Norma Clevenger, executive director of the Planned Parenthood Affiliates of California, said the cuts will lead to more pregnancies and births among poor women who will no longer be able to get birth control. She pointed to the results of a University of California study concluding that for every $1 the state spends on family planning, it saves $11 in other costs that would result from unintended pregnancies and births.
Under that formula, the $24.1-million cut would amount to about $265 million in added costs to the state.
“It’s ridiculous to assume that this action is going to do anything except increase the need for abortions in this state,” Clevenger said. “It is callous and uncaring.”
In the Los Angeles area, the cuts are expected to force the closure of 35 private, nonprofit clinics, said Gary Wallach, assistant director of the Los Angeles Regional Family Planning Council. Wallach predicted that the cuts will lead to 65,000 additional California pregnancies in the next year and 35,000 added abortions.
“This is going to mean a whole lot more unwanted children, and a lot of unhappiness in families,” Wallach said. “You’re going to have more child abuse, more drugs, more people in jail. That’s the syndrome we’ve been trying to stop.”
But Brian Johnston, Western director of the National Right to Life Committee, an anti-abortion group, said programs such as Planned Parenthood have failed to stop unwanted pregnancies and have instead advocated abortion as a form of birth control.

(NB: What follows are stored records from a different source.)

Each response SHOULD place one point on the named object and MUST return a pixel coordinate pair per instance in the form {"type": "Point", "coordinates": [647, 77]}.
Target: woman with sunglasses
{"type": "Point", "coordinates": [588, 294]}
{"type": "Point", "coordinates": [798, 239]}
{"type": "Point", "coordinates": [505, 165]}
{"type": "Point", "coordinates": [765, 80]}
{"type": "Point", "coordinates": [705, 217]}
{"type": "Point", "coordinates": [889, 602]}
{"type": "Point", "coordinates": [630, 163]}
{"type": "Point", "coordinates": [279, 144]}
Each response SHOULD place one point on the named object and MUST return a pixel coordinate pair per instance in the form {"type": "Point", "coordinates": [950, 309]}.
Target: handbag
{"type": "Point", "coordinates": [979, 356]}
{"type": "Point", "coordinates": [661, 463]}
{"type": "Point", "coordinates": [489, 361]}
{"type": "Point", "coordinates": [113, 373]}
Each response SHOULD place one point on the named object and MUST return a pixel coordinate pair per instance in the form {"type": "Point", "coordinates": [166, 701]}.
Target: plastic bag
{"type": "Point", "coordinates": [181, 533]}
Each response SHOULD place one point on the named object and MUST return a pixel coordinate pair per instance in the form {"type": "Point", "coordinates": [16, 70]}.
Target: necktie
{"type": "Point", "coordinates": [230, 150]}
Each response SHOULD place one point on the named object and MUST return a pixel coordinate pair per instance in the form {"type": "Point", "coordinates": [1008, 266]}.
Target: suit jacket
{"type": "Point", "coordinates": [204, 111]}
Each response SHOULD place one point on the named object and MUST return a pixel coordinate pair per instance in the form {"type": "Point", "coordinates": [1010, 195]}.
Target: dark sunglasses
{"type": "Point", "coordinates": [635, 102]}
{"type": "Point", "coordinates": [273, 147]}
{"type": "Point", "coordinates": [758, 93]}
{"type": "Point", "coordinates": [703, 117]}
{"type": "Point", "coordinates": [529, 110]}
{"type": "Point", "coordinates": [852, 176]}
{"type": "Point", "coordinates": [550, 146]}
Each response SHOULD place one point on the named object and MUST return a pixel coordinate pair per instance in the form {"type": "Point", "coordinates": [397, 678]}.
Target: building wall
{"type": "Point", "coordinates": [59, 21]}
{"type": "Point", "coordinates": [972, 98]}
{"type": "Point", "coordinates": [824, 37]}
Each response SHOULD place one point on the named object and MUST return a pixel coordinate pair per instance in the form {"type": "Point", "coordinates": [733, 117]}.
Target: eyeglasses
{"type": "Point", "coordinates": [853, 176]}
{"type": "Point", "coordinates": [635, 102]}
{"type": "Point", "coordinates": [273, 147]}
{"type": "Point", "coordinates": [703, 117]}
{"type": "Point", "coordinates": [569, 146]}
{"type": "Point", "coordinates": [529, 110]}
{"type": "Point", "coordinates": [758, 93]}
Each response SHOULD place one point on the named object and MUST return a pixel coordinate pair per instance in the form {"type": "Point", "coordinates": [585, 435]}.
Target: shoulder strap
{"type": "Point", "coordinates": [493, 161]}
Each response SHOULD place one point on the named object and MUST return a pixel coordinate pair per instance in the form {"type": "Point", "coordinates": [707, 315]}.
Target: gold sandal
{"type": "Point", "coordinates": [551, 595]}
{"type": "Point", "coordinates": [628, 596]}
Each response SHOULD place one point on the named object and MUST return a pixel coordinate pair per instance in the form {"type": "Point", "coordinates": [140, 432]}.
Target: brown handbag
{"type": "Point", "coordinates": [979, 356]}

“If they want to get out of the abortion industry, they will get us off their backs,” Johnston said. “If they were willing to separate abortion from family planning they would not be in this predicament.”
Senate Leader Roberti, an otherwise liberal Democrat who opposes abortion for religious reasons, said he believes that Deukmejian cut “deeper than he had to” into family planning. But Roberti suggested, as did Johnston, that the family planning agencies brought the problem on themselves.
“I think family planning would have much more across-the-board support if they totally got out of the abortion business,” Roberti said. “I could then myself categorically say the governor was dead wrong.”
Roberti and Assembly Speaker Willie Brown (D-San Francisco) said they hoped to negotiate with Deukmejian to have at least part of the family planning budget restored.